Setting the flag of precision to 16 does not work. Furthermore, I don't need to set the value of gpus if I have my model as cuda version and precision to 32 it automatically runs in GPU, if I say precision=16 first says that amp and cpu don't work, so I set gpus=[0] and then it gives the following error:
I0515 10:03:17.552285 12848 distrib_data_parallel.py:248] GPU available: True, used: True
I0515 10:03:17.552285 12848 distrib_data_parallel.py:296] CUDA_VISIBLE_DEVICES: [0]
I0515 10:03:17.552285 12848 auto_mix_precision.py:52] Using 16bit precision.

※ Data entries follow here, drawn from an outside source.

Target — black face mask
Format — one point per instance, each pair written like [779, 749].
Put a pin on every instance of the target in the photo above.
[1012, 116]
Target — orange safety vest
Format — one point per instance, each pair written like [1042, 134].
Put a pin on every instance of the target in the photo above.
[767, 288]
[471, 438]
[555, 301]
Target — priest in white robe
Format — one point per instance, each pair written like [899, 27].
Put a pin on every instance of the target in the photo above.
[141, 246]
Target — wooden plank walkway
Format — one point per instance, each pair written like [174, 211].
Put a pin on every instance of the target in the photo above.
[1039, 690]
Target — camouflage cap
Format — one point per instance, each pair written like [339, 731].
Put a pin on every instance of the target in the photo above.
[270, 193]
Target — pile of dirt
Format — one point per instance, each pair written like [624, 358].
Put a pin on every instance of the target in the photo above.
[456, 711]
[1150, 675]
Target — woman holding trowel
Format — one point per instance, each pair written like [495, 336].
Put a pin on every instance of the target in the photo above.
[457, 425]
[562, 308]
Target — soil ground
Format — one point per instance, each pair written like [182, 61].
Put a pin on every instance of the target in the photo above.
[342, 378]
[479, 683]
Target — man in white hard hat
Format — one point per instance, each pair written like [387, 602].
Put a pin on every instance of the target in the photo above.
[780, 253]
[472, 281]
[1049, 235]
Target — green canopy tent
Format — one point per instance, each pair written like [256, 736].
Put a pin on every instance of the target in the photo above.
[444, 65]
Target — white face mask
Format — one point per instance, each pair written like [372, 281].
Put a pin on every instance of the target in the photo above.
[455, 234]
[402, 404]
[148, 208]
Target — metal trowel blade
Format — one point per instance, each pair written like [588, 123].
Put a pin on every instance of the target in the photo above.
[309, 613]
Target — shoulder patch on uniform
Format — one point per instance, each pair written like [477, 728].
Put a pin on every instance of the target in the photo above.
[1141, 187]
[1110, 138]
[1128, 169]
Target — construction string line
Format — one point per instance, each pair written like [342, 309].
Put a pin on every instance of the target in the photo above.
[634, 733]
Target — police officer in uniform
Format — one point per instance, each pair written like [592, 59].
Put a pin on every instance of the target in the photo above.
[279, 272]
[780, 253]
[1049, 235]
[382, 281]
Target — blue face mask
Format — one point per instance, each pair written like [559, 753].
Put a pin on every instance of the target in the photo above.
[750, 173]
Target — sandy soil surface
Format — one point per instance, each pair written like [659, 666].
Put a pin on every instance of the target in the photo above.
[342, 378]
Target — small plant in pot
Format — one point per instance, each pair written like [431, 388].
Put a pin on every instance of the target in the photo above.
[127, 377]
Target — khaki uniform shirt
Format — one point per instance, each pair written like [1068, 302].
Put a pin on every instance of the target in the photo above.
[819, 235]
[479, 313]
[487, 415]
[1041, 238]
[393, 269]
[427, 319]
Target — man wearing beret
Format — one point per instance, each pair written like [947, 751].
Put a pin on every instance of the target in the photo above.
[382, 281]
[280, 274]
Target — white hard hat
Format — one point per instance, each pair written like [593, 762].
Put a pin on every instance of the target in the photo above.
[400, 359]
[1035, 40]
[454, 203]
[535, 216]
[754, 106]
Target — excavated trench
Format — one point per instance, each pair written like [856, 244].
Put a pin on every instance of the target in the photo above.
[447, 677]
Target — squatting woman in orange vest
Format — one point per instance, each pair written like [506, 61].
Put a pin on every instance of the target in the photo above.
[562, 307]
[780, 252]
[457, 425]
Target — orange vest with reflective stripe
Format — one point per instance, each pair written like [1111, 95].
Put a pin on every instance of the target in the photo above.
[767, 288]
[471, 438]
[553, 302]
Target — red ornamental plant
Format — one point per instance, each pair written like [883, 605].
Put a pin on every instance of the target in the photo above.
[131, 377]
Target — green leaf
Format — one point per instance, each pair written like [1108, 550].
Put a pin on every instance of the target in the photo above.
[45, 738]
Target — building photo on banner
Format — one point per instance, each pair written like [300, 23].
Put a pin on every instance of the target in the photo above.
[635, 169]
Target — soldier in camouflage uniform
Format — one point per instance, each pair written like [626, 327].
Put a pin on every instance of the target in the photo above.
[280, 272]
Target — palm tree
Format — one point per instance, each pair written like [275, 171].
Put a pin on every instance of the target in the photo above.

Traceback (most recent call last):
File "C:/Users/rodri/PycharmProjects/TTMelGAN/src/model_dir/train.py", line 146, in <module>
app.run(train)
File "C:\Users\rodri\Miniconda3\envs\TTMel\lib\site-packages\absl\app.py", line 299, in run
_run_main(main, args)
File "C:\Users\rodri\Miniconda3\envs\TTMel\lib\site-packages\absl\app.py", line 250, in _run_main
sys.exit(main(argv))
File "C:/Users/rodri/PycharmProjects/TTMelGAN/src/model_dir/train.py", line 56, in train
trainer.fit(model)
File "C:\Users\rodri\Miniconda3\envs\TTMel\lib\site-packages\pytorch_lightning\trainer\trainer.py", line 765, in fit
self.single_gpu_train(model)
File "C:\Users\rodri\Miniconda3\envs\TTMel\lib\site-packages\pytorch_lightning\trainer\distrib_parts.py", line 489, in single_gpu_train
model, optimizers = model.configure_apex(amp, model, self.optimizers, self.amp_level)
NameError: name 'amp' is not defined
In the colab lightning demo, in the first example MNIST, set pl.Trainer(gpus=1, precision=16) and you get the same error.
Training correctly
Since it can be reproduced in Colab I guess that the specs of my laptop or AWS EC2 where I get the same does not matter
Hi! thanks for your contribution!, great first issue!
Could you please specify what lightning version are you using?
last one, 0.7.5
cool, could you pls verify with 0.7.6.rc4?
I got the same thing
it seems like you do not have installed APEX, pls run install_AMP.sh
Indeed I had to install Apex, as always it did not work in that way getting pip errors and managed to install it with "conda install -c conda-forge nvidia-apex" in case some has the same issue.
I though that PL was using the apex now integrated in torch so I didn't have to install it separatedly, but after rereading the release notes it will be available with torch 1.6 right?
Apex is used for up to pt 1.5
1.6+ uses native apex
@williamFalcon shall we raise a warning that user tries to use AMP but have not installed any supports, meaning pt <= 1.5 and missing APEX?
so how to fix the problem? Installation from .sh Apex didnt solved the problem
tbh much easier to upgrade to pt 1.6
Most helpful comment
@williamFalcon shall we raise a warning that user tries to use AMP but have not installed any supports, meaning pt <= 1.5 and missing APEX?